Crop insurance is an example of a federal program that provides a tremendous amount of benefit per dollar of federal investment.

For example, in 2010, for a relatively small federal outlay combined with private monies from the farmers who purchased the policies, the government was able to leverage a $4 billion investment into an astounding $80 billion in liability coverage for America’s food, feed and clothing crops.

That’s a $20 return on every dollar invested.

This amplification is possible because crop insurance combines the best of government and private sector to help protect farmers from adversity — promoting a safe, affordable, ample food supply for our citizens and for the world.

The government helps farmers underwrite a portion of their premiums to make crop insurance more affordable, and the private sector provides the policies and coverage that kick in when needed.

So if disaster strikes — whether in the form of floods or free-falling grain markets — crop insurance means that farmers aren’t thrown to the wolves and that they live to provide food, fiber and energy for this country yet another day.

This security helps farmers farm better and is a fundamental reason why America has the most dynamic agricultural sector in the world. The modern crop insurance model is a great example of the ability of the public and private sectors to partner, harmonizing their efforts and increasing their benefits.

And crop insurance is very popular among farmers nationally. In fact, more than 1.1 million policies covering 256 million acres across the country were written in 2010 to deal with risks.

And when you consider that the agricultural sector produces the food that we eat, the ethanol that we use as fuel for transportation and is a significant economic engine in the United States, it seems that it might be worth protecting.

Now I understand that when Congress starts trimming the budget, everyone is going to argue that their specific program deserves protection. While I can’t speak for other aspects of federal spending, I can attest to the fact that crop insurance and other aspects of farm policy work for me.

Without a doubt, they are the policies that keep family farms like mine in business and our nation food secure.

It is important to note that nearly $12.45 billion total has already been cut from crop insurance in the last several years. That’s sobering news for a farmer like me, because I know how much I need crop insurance to protect myself from disaster and how important it is for farmers to have crop insurance to secure a loan.

Agriculture is one of the only industries to have already made big sacrifices to help trim budgets. And, there isn’t much left to cut — farm policies account for less than one-quarter of one percent of federal spending.

Further reductions will only weaken our country’s food supplies and punish our state’s workforce — one-fourth of which depends on agriculture for jobs.

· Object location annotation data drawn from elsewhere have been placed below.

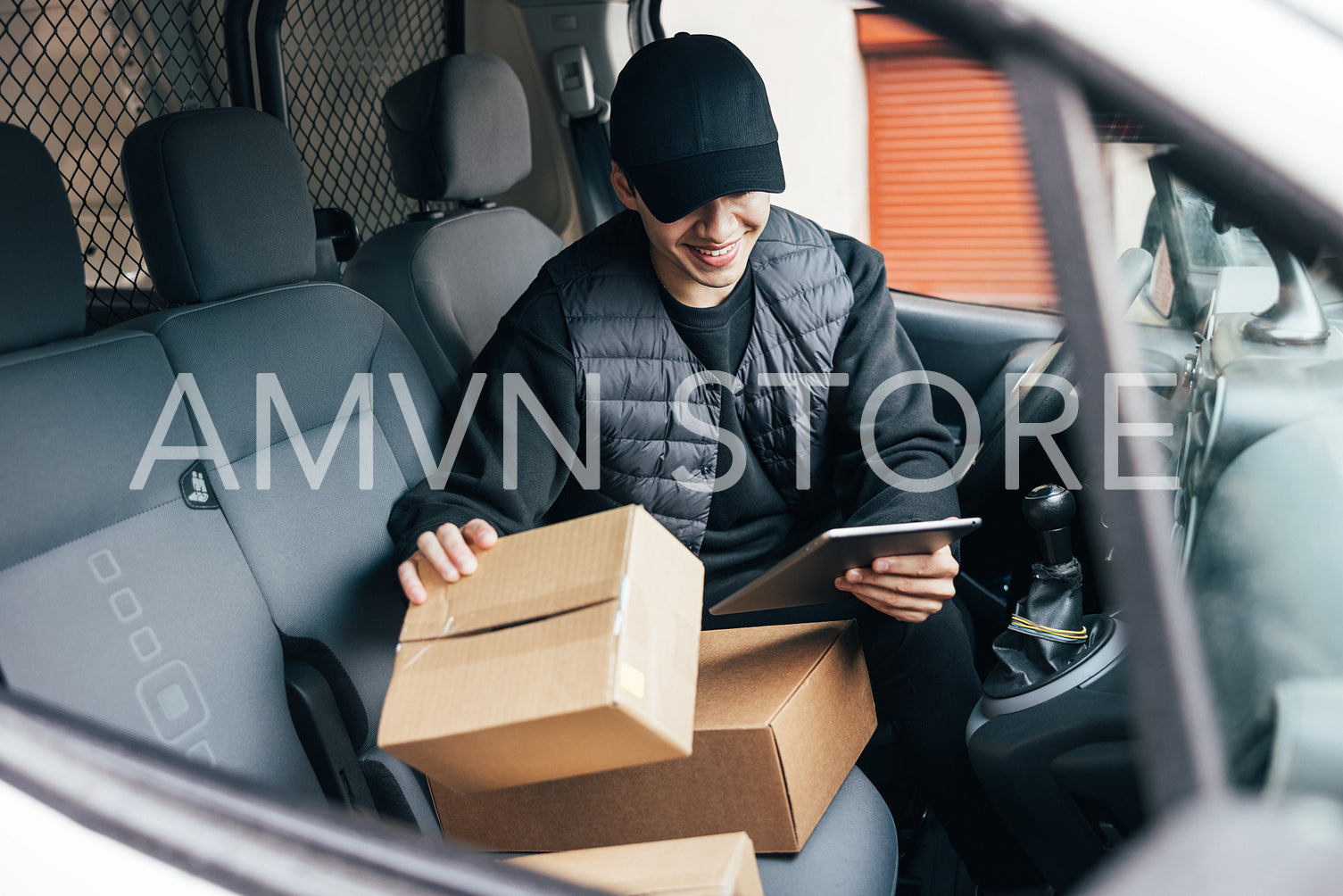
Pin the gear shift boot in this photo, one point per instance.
(1048, 633)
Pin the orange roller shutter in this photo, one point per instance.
(952, 199)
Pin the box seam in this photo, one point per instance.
(792, 814)
(825, 653)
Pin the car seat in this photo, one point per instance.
(457, 129)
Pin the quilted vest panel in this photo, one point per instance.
(619, 331)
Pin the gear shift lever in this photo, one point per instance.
(1048, 633)
(1050, 510)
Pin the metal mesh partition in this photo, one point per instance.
(84, 73)
(81, 76)
(340, 58)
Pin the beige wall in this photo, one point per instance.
(808, 55)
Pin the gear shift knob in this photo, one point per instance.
(1049, 510)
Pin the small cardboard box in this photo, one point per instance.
(718, 866)
(781, 717)
(571, 649)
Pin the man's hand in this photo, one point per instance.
(449, 551)
(911, 589)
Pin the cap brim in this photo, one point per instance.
(672, 189)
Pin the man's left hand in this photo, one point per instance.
(911, 587)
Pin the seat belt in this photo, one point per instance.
(585, 116)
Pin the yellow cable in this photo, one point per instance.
(1061, 633)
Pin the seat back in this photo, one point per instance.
(457, 129)
(120, 598)
(303, 387)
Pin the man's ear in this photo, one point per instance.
(622, 188)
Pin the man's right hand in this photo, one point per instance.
(449, 551)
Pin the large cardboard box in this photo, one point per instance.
(718, 866)
(571, 649)
(781, 717)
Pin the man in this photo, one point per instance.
(702, 323)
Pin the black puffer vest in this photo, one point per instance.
(619, 329)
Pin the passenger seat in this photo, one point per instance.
(455, 129)
(222, 210)
(130, 606)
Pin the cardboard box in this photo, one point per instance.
(781, 717)
(571, 649)
(718, 866)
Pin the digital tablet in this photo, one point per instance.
(808, 574)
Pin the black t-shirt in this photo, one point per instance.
(750, 528)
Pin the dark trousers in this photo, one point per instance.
(924, 681)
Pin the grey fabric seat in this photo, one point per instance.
(222, 210)
(455, 129)
(125, 605)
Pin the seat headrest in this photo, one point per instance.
(458, 129)
(42, 290)
(220, 203)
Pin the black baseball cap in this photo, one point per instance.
(691, 122)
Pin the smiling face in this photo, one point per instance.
(702, 255)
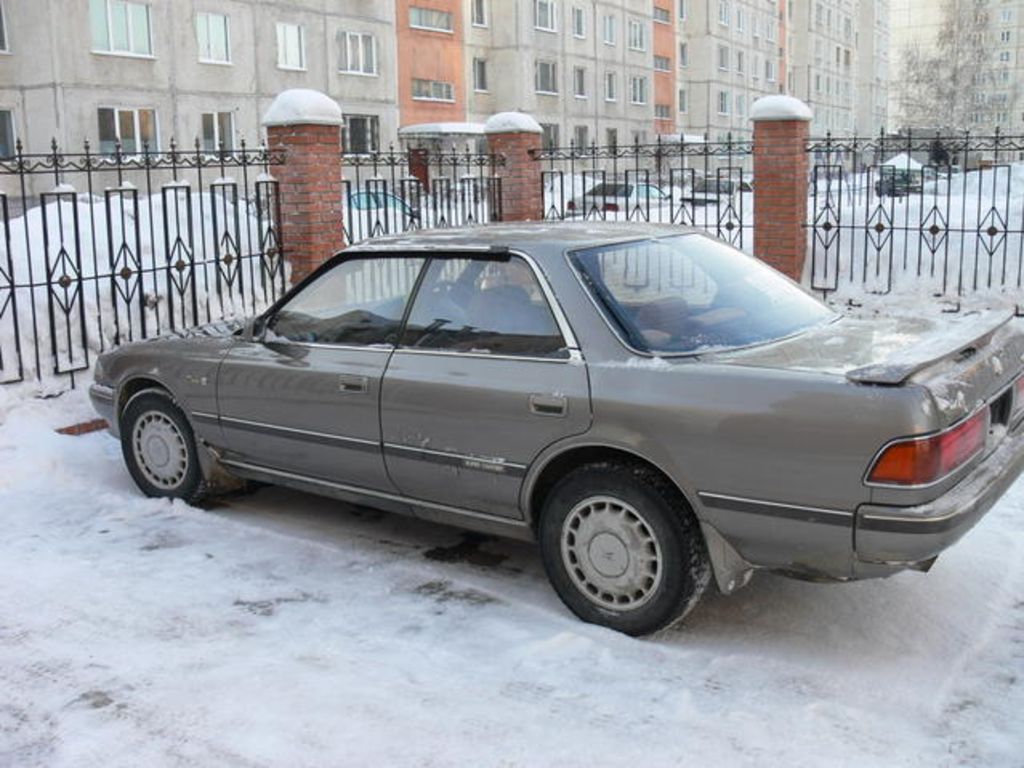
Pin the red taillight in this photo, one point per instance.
(921, 461)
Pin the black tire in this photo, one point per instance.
(184, 478)
(645, 518)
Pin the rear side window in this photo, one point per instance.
(359, 301)
(483, 306)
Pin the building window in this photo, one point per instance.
(546, 77)
(479, 14)
(544, 14)
(609, 31)
(218, 128)
(291, 47)
(549, 134)
(121, 27)
(432, 90)
(7, 138)
(637, 35)
(356, 53)
(214, 36)
(580, 82)
(428, 18)
(610, 87)
(638, 89)
(579, 23)
(479, 75)
(135, 129)
(361, 134)
(4, 46)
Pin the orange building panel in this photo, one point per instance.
(432, 55)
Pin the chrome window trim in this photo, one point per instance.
(359, 491)
(228, 420)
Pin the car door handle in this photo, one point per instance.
(547, 404)
(351, 383)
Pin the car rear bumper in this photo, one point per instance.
(897, 538)
(102, 398)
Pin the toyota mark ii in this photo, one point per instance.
(655, 409)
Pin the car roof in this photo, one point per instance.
(531, 237)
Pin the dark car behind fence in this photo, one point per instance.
(939, 215)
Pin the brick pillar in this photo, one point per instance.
(780, 166)
(305, 126)
(513, 134)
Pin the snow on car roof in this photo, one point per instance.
(559, 235)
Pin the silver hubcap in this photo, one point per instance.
(160, 450)
(610, 553)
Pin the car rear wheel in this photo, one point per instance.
(622, 548)
(159, 448)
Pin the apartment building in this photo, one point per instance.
(145, 72)
(731, 52)
(992, 30)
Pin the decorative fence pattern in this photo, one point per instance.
(691, 183)
(401, 190)
(940, 215)
(105, 249)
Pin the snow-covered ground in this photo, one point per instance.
(283, 630)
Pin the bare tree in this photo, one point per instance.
(946, 87)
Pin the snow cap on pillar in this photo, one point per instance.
(512, 122)
(303, 107)
(779, 108)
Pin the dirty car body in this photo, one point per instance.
(503, 371)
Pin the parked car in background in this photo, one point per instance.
(896, 182)
(654, 408)
(619, 197)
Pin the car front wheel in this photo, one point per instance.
(159, 448)
(622, 548)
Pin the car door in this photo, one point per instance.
(303, 396)
(485, 376)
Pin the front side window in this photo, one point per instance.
(356, 53)
(690, 293)
(482, 306)
(291, 46)
(214, 37)
(7, 138)
(135, 129)
(360, 301)
(121, 27)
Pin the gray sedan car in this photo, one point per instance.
(654, 408)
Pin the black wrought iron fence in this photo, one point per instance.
(101, 249)
(940, 215)
(700, 183)
(399, 190)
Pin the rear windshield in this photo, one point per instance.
(690, 294)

The United States needs to be put back on firm financial footing. But sacrificing food security and one of the economy’s lone bright spots is not the best path to get there. We’ll all sleep better knowing there will be food on the table tomorrow.

About the author: Greg Schwarz is the president of the Minnesota Corn Growers Association and a third-generation Minnesota farmer who raises corn, soybeans and turkeys in Le Sueur County.

This article first appeared in the Minneapolis Star Tribune on June 13, 2011.